Of course, Kiss annihilates both these sets of wimps with one giant ball of fire, but that's another column.

1 comment:

  1. I loved this article. Especially the last line.

    I came to know Judas Priest after their glory days were long past, and Halford had come out of the closet. I was aware of the mega hits from the '80s from my childhood, but I didn't really start listening to them in earnest until my college days were wheezing their last gasp. I don't really think much about the guitar tone, or necessarily care who is playing what. All I know is that there are some dudes seriously rocking out and playing tightly written, catchy tunes about being awesome, which makes me happy. And I giggle a little every time sex comes up in one of their songs, thinking about all of the homophobic metal head dudes who I went to school with, who must have been so confused when Halford came out.
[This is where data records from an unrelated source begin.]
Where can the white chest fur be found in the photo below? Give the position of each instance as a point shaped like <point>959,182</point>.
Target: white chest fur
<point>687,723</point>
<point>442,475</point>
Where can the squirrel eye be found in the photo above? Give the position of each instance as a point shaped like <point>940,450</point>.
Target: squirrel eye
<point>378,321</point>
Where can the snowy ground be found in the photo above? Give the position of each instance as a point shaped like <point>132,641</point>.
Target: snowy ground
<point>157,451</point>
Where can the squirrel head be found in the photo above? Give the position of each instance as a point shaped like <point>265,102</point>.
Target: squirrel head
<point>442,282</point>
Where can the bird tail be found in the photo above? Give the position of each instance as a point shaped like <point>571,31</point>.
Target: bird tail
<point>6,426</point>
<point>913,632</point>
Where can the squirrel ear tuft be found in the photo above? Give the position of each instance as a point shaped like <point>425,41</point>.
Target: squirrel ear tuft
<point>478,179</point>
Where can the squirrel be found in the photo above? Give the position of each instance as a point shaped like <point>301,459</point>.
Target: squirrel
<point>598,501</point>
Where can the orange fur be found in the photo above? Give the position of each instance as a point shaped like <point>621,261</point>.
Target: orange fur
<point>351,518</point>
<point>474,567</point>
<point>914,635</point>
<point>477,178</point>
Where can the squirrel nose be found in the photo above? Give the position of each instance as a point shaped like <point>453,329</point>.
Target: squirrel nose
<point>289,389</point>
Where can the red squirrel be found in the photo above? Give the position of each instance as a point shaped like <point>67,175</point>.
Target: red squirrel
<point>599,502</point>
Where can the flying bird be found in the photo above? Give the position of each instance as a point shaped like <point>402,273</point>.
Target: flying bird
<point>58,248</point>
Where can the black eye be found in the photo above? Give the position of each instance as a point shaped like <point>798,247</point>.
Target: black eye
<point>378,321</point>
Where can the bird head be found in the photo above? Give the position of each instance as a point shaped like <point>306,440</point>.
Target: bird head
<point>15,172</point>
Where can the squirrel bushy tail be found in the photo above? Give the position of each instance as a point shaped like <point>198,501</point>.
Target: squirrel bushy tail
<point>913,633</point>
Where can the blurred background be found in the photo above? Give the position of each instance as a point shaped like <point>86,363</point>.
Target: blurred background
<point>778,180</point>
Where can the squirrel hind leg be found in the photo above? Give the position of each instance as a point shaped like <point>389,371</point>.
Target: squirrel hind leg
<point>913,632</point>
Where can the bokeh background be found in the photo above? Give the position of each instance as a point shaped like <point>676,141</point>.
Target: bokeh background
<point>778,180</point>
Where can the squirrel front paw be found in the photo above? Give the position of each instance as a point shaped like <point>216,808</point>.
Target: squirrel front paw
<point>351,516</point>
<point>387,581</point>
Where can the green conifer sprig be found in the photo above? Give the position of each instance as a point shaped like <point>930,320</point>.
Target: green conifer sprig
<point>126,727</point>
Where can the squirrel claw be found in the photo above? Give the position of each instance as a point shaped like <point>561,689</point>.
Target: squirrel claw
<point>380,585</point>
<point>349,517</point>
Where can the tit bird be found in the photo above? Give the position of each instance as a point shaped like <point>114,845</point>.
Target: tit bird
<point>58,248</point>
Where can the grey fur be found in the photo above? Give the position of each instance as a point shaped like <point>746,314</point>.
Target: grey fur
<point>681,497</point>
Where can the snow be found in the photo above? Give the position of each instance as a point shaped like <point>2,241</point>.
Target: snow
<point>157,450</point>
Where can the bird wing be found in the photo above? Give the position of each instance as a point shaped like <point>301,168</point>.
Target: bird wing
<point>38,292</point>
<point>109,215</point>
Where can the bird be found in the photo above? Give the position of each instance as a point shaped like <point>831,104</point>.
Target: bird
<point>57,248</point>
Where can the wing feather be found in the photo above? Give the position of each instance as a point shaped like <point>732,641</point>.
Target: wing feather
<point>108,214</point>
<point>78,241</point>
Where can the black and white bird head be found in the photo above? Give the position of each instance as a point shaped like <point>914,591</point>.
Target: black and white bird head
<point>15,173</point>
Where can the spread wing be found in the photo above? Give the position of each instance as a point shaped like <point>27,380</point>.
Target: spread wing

    Maiden is OK the way Led Zeppelin is OK. If it comes on, I'll listen to it, but the swords and sorcery stuff just isn't my bag. They have this meandering sound that comes with epic-ness, and like Zeppelin, it's just not focused enough for me. The songs have great moments, but you have to sit through a lot of other stuff to get to it. Like "Run To The Hills" has a great chorus, but then I have to sit through the verses about Indians to get to the rocking out. Priest is all about the rockin', and that suits me just fine. I have a short attention span, I guess.